As thick snowflakes fall outside, I'm wondering what the roads are going to be like tomorrow morning, when I'm up at the crack of dawn and on the road westward. I'm going away for a well-deserved retreat, Tuesday through Friday. I won't have computer, e-mail, or phone access during that time, so obviously there won't be any postings here until I get back, sometime on Friday afternoon/evening.

Wednesday, 23 April 2008

αἴλινον, αἴλινον εἰπέ, τὸ δ' εὖ νικάτω

We're not even four complete months in to 2008 and already I'm ready either to start all over again or else skip to the end of this crappy year in the hopes that something better lies at the end of it than anything I've encountered thus far at the starting end.

Tragedy struck the NIU community again today, when the glassblower for the chemistry department (where I worked for twelve years before starting my current job) was killed, and his wife seriously injured, in an accident on their way to work this morning. She had to be airlifted to the regional trauma center in Rockford and undergo major surgery, but is expected to survive. He, on the other hand, was in such bad shape that they didn't dare try to airlift him out. He was due to retire in another couple of months, and was so looking forward to building his retirement home in Wisconsin, and enjoying the fishing on his property in the Ozarks. I literally spoke to him yesterday morning, when he told me how hard he was finding it to get motivated to come in to work in the mornings, knowing that his time was short and retirement was beckoning. Now he won't get the chance to enjoy any of that.

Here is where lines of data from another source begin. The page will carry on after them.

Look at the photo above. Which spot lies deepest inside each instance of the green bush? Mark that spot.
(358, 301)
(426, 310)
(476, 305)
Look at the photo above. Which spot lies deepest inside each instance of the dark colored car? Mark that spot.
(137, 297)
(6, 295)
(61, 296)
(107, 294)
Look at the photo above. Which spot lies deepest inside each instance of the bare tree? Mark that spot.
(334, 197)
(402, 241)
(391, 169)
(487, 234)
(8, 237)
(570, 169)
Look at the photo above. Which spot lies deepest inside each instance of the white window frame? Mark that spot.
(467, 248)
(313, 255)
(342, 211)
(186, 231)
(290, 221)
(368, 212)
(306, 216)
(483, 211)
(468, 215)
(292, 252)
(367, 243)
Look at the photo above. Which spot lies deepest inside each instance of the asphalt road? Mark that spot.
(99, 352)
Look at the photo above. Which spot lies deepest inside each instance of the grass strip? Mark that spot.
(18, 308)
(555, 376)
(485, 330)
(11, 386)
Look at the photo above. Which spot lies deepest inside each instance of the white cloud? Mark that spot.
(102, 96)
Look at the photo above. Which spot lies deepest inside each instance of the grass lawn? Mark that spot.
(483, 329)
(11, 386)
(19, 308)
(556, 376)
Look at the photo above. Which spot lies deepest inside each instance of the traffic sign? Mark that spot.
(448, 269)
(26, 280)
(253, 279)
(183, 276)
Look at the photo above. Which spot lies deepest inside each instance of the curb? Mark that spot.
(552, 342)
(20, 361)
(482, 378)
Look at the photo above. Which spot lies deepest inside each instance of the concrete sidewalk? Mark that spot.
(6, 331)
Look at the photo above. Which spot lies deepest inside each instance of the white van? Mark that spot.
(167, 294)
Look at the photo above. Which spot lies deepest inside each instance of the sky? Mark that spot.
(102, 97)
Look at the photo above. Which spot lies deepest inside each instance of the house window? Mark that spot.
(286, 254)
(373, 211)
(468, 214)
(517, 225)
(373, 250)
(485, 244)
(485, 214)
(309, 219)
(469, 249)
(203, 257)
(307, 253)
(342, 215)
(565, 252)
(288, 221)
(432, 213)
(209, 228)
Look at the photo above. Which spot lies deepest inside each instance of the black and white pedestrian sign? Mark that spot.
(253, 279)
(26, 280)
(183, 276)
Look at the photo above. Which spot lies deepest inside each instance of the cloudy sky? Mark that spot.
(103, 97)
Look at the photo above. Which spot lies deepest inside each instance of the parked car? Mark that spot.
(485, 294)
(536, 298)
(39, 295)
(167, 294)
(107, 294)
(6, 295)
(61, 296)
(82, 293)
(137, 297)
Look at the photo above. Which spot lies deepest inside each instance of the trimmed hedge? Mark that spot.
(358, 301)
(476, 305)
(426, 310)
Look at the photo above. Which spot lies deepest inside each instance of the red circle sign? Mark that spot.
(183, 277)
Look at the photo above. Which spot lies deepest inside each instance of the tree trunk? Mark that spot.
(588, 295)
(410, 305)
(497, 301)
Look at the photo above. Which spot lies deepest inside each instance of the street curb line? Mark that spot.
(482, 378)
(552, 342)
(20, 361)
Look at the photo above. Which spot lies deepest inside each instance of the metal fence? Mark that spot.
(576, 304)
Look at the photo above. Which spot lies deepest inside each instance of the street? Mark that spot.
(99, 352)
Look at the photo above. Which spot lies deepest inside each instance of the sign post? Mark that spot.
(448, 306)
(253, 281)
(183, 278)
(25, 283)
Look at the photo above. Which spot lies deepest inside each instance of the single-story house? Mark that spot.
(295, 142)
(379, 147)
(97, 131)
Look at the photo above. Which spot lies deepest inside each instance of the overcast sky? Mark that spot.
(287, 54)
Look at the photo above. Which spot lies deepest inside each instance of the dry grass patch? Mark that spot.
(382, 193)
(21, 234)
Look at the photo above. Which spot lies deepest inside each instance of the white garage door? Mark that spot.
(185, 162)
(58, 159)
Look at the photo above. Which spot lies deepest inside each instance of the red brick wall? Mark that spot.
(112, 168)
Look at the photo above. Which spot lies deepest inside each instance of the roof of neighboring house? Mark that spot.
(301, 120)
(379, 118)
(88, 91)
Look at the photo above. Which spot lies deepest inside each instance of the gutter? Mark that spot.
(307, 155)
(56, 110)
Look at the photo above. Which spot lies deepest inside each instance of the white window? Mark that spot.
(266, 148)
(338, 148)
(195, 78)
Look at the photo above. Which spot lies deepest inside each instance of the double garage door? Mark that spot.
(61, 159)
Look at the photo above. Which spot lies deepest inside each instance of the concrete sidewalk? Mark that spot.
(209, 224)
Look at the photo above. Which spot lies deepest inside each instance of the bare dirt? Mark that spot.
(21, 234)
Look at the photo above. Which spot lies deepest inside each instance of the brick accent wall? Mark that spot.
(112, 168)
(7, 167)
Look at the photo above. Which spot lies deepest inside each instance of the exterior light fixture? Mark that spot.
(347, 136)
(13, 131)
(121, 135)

We've had two bomb scares in as many weeks, and there's all the usual end-of-semester stress to contend with as well. Small wonder many of us are wandering around in a quasi-daze, wishing the world would stop moving quite so erratically so we could figure out the pattern, account for it, and get back to doing whatever it was we were doing before all this mess got started.

The news in the wider world isn't much better. Food riots and shortages around the world, the dollar plunging to all-time lows against major world currencies, the price of oil and the price of gold are at or near record highs, and the world seems well and truly hellbound in a handbasket. The Democratic presidential candidates are engaging in an inter-gender pissing match, neither one willing to compromise with the other. Meanwhile, John McSame is consolidating his base and pulling even with both Democratic contenders in recent national polling. There was apparently some kerfuffle last week about the latest in the seemingly endless series of presidential "debates" between Obama and not-quite-Obama--as if such events hadn't been little more than televised campaign advertisements for lo! these many years.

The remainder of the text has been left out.